Q How have truckers’ attitudes toward their jobs affected food prices?

A The key connection between trucker culture and food costs in the mid-20th century was the deep-seated resistance of many independent truckers to labor unions. Most truckers who hauled farm products, rather than general freight, were not members of the Teamsters’ union — even though the International Brotherhood of Teamsters was the nation’s single largest and most powerful union from the 1950’s into the 1970’s. This was in part a product of truckers’ sense of independence — as Rubber Duck played by Kris Kristofferson in the 1978 movie Convoy declares, “The Teamsters ain’t my damn union!” But this ferocious anti-union stance was also encouraged by federal policies that exempted farm and food truckers from the regulatory oversight of the Interstate Commerce Commission.

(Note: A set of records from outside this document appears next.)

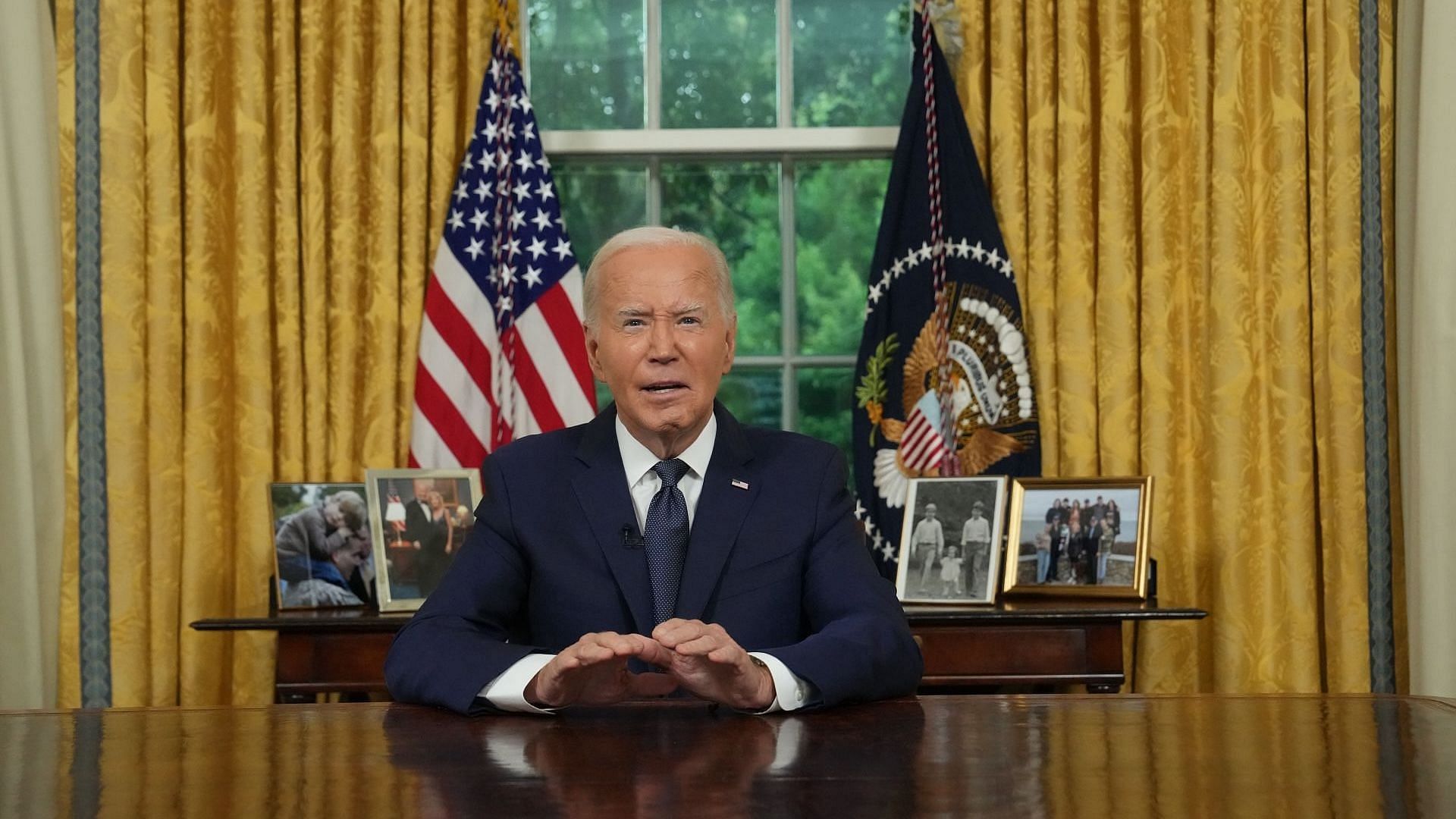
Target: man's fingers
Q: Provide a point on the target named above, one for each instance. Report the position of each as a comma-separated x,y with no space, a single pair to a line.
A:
653,651
673,632
699,646
726,654
651,684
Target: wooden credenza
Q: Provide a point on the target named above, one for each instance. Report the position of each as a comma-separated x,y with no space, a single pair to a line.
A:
1040,643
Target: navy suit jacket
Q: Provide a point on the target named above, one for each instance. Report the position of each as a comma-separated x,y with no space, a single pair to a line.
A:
778,564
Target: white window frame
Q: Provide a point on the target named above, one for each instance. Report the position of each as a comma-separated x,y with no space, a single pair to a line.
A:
783,143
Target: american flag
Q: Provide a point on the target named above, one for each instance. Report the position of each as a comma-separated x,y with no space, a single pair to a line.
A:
501,347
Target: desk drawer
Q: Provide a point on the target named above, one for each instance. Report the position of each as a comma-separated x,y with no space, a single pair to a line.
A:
1008,654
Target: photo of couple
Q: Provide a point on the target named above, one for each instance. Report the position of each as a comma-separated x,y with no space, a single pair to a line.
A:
322,548
424,521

Unlike the regulated, consolidated general freight sector, farm and food trucking was largely carried out by unregulated small firms. These small companies, often owned and operated by a single individual, were extremely difficult for the Teamsters to organize. In the decades from the 1930’s through the 1970’s, agribusiness firms relied on these non-union truckers to dramatically transform the way food moved from farm to fork, lowering the prices of key foods such as beef, milk, and packaged produce for supermarket shoppers.

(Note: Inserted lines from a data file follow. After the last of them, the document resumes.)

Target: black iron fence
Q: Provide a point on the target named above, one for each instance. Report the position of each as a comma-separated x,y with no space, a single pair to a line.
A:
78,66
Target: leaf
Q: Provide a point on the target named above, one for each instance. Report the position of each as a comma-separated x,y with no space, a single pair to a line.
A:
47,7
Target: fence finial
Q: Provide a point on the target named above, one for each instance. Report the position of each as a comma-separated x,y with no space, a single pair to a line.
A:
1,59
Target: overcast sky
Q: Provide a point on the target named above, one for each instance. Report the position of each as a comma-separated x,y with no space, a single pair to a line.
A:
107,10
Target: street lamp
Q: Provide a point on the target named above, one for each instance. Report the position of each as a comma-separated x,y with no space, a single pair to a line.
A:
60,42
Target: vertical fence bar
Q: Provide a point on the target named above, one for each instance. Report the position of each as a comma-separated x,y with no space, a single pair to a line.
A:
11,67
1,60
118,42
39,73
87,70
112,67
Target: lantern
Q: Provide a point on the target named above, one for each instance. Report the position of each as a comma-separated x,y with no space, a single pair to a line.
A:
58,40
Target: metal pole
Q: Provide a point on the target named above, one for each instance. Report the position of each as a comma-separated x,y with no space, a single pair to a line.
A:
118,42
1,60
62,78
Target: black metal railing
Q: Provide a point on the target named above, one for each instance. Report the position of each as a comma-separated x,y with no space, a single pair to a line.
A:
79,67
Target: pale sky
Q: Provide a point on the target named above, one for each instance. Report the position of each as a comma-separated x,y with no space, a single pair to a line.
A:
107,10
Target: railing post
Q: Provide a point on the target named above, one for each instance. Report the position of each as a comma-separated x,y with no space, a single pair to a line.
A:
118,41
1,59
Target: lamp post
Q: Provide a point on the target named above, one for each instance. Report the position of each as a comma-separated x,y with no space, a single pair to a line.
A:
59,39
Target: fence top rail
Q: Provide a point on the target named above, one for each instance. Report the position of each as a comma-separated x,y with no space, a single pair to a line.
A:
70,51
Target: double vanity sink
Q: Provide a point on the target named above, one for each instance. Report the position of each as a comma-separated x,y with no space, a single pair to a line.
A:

In the case of milk, for instance, milk processors relied on non-union truckers to deliver cheap milk in paper cartons and plastic jugs directly to supermarket loading docks beginning in the 1950’s, rather than deliver milk in glass bottles to consumers’ doorsteps via Teamster milkmen as had been done since the late 19th century.

So independent truckers’ willingness to perform sweated labor without union representation (and the high wages and pension benefits that went along with membership) played a large part, I think, in the decline of food costs as a portion of the average American family’s budget in the second half of the 20th century.